Tuesday, November 15, 2011

Guest Blog: Pie Lady Goes South, Part 3 - by H

Pie Lady Visits the Mountain South, Part 3 (and Final Installment) -- As Told by H

So...we are now back in the Iowa plains metropolis of Eldon, and it’s time to reflect upon a California Yankee’s introduction to the Southern Appalachians. Of course, I knew going in that this wasn’t going to be a match made by anyone associated with heaven. If there was a version of eHarmony that matched people with places, Beth and the Georgia mountains would never even make it to the point where pictures are exchanged. The mountains are too steep and the hollows too confining. And the hunters seem to outnumber the animals (except, of course, inside our cabin.) And then there are the Confederate flags...
But we did have some adventurous hikes and see some nice scenery. (Pictured:  Amicalola Falls)
And there were some very nice meals at Cucina Rustica 

And Harvest On Main 

And for the pie baker supreme, there is the fact that Gilmer County Georgia is the apple capital of the South, and the orchards have some superb pie apples.
And where else can you get your picture taken with a stuffed bear (pronounced “barre”) inside a place that sells apple cider donuts, apple fritters, fried pies in 15 flavors, stone ground grits and candy and caramel apples? All this plus a petting zoo and an animated hillbilly on a tractor.

But despite all of these wondrous advantages, Beth is a reluctant visitor to the mountain South. Much as I would be visiting a hippy commune. Mind you, she isn’t a General Sherman who’d like to burn the place off the map, but she just didn’t find a connection to this craggy, homespun region. But then, she didn’t have the same introduction to it that I did.

Shortly after moving to East Tennessee years ago I was diagnosed with cancer. The good (southern) folks at University of Tennessee Medical Center had to carve me up and put me back together again. Then they had to essentially poison all of the cancer out of my body without killing me. I’d never met nicer or more caring people. And in the year after I was released from the hospital I rented a mountain cabin across from a small lake.

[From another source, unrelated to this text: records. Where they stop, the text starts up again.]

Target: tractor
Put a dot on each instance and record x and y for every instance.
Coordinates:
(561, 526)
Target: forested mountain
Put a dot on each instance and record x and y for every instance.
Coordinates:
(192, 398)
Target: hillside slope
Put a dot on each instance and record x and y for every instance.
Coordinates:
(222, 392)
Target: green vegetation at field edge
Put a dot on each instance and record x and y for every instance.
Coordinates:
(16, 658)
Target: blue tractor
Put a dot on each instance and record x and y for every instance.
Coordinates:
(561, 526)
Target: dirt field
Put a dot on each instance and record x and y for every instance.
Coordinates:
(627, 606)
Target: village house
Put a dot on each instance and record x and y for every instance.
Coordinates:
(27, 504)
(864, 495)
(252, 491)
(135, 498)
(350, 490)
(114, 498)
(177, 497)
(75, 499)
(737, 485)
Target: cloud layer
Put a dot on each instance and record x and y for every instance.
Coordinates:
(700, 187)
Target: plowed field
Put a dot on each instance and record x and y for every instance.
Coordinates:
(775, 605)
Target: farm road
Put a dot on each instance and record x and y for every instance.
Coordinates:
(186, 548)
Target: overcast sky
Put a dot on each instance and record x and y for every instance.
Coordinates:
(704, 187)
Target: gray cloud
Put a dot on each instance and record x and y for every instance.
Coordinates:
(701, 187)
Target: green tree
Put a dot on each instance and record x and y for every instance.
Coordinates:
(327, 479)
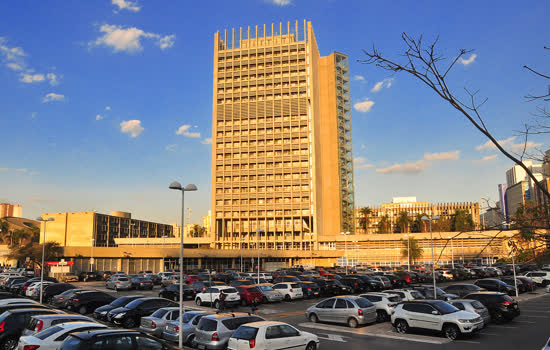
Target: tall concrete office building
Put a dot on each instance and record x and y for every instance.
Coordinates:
(282, 164)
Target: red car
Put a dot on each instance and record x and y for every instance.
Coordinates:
(249, 295)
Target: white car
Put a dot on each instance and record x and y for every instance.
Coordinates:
(435, 315)
(212, 296)
(51, 338)
(269, 335)
(384, 303)
(541, 278)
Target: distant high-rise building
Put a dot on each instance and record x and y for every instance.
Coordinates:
(282, 170)
(10, 210)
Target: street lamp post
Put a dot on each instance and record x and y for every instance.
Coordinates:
(191, 187)
(43, 252)
(346, 248)
(425, 218)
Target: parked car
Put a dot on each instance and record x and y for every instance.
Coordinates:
(190, 319)
(118, 282)
(213, 331)
(462, 289)
(101, 312)
(50, 291)
(87, 301)
(51, 338)
(212, 296)
(172, 292)
(495, 285)
(13, 323)
(40, 322)
(350, 310)
(472, 306)
(501, 307)
(269, 295)
(384, 304)
(130, 315)
(267, 335)
(109, 339)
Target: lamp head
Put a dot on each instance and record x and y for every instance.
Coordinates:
(175, 186)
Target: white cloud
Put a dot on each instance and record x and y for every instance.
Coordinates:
(364, 106)
(184, 130)
(386, 83)
(129, 39)
(508, 144)
(406, 168)
(469, 60)
(32, 78)
(442, 156)
(126, 5)
(132, 127)
(53, 97)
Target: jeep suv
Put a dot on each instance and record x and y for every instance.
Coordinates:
(435, 315)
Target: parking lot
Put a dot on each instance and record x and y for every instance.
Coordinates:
(528, 331)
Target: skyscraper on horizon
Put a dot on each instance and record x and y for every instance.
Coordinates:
(282, 163)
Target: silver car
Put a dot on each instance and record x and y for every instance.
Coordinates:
(118, 282)
(350, 310)
(155, 323)
(473, 306)
(213, 331)
(269, 294)
(189, 323)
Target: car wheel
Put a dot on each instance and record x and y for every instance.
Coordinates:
(401, 326)
(311, 346)
(451, 331)
(352, 323)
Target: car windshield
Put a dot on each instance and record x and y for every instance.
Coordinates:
(444, 308)
(245, 333)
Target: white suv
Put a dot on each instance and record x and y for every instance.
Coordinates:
(435, 315)
(289, 290)
(542, 278)
(384, 303)
(212, 296)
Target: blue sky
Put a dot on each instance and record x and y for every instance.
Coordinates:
(104, 103)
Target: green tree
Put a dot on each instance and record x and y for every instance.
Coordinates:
(403, 222)
(384, 224)
(411, 250)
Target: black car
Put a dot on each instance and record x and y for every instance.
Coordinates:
(462, 289)
(501, 307)
(108, 339)
(13, 322)
(172, 292)
(310, 289)
(495, 285)
(87, 301)
(60, 301)
(51, 290)
(101, 312)
(130, 315)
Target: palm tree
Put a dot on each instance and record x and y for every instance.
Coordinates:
(403, 221)
(365, 218)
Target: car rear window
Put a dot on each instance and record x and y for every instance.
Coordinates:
(207, 325)
(245, 333)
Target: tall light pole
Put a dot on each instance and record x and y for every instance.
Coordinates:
(425, 218)
(346, 248)
(43, 251)
(258, 234)
(191, 187)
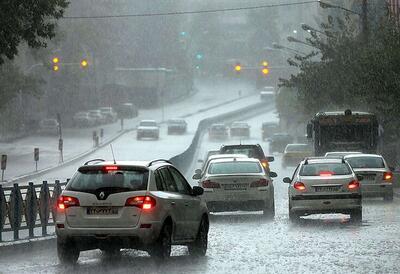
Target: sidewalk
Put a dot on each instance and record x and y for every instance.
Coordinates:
(79, 141)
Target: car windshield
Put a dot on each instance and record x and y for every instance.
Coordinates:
(234, 167)
(124, 180)
(325, 169)
(366, 162)
(148, 124)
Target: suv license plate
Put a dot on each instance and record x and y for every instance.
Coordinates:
(326, 189)
(102, 211)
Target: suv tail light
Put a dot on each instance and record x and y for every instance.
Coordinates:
(387, 176)
(210, 184)
(299, 186)
(143, 202)
(259, 183)
(353, 185)
(65, 202)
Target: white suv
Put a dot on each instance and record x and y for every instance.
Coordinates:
(141, 205)
(324, 185)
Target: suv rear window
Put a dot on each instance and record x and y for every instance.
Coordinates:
(234, 168)
(366, 162)
(321, 169)
(91, 180)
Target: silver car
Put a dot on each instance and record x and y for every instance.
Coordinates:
(142, 205)
(324, 185)
(376, 173)
(233, 184)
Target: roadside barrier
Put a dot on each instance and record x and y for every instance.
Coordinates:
(28, 207)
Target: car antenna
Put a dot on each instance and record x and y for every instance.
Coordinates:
(112, 152)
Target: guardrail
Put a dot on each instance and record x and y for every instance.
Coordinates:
(20, 207)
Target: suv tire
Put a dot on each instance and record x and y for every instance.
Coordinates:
(199, 246)
(67, 253)
(162, 247)
(356, 215)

I’d never seen or experienced such a calm and serene place. It helped me put myself back together and continue on with life. So for me, the mountain South will always tug at my heartstrings despite its shortcomings and throwback ways.

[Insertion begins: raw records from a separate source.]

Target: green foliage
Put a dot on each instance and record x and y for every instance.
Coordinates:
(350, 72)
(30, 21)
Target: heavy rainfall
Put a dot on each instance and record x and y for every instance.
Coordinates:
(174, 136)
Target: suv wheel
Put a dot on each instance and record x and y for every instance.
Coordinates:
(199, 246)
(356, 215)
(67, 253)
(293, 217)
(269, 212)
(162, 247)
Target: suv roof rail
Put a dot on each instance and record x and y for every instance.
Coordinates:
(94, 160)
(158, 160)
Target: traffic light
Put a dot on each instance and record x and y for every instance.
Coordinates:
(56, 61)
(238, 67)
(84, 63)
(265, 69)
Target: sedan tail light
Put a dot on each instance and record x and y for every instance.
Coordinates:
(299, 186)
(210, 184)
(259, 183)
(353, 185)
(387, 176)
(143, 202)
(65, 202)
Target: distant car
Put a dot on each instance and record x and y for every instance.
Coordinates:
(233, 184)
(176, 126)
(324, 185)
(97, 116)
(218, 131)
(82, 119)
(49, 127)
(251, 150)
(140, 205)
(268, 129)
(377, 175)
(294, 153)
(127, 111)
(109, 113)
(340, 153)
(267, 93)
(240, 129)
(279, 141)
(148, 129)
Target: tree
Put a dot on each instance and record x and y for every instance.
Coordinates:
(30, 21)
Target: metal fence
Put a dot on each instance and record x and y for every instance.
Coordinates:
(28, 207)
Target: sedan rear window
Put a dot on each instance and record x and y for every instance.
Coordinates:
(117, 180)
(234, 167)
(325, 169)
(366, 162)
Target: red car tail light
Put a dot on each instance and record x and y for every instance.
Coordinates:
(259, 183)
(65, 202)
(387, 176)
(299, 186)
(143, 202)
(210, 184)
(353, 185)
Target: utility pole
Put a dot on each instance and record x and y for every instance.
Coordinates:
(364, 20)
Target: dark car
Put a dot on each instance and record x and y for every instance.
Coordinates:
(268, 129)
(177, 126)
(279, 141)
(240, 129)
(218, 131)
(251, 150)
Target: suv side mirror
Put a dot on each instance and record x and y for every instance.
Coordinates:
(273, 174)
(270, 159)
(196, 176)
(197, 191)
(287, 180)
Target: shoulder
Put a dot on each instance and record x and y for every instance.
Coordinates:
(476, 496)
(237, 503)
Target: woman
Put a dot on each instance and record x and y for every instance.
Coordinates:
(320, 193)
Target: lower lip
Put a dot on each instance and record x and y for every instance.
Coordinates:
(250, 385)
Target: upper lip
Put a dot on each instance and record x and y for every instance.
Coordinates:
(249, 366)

And I won’t give up on getting Beth to look at the area through a different lens, to feel just a little bit of what I feel. For there is always next fall, and the promise of a cabin with 10 or fewer stuffed bears and moose, no “Stairs of Death” and a road that isn’t like living through a daily episode of The Thrillbillies.

3 comments:

Rebecca Clayton said...

I'm puzzled. As an Iowa farm girl who trotted the globe some, when I visited West Virginia I knew I had to move here, because it felt like home. Yes, the trees and the hollers are a little eerie, but the mountains are amazing, and the people can't be beat.

I don't know about Georgia, but around here, hunting season is the favorite holiday, even for small children. Families get together, have fun outdoors, and eat traditional meals, all without a load of commercialization. What's not to love?

czardastx said...

Well, H, it's another great story and a good finish to your guest appearance on TWNMP. I'm with Rebecca, that part of the country is very beautiful. If the part of Georgia you were in wasn't 'the spot' then perhaps Tennessee should be the next area to visit.

Thanks for sharing. I've appreciated and enjoyed it.

Sigrid said...

I had to chuckle and in my memory if Beth does not like something you can stand on your head and it will not change.Better move on to the next mountain range. As czardastx says Tennessee or perhaps back to Colorado. Almost as well written as my blog, ha, ha.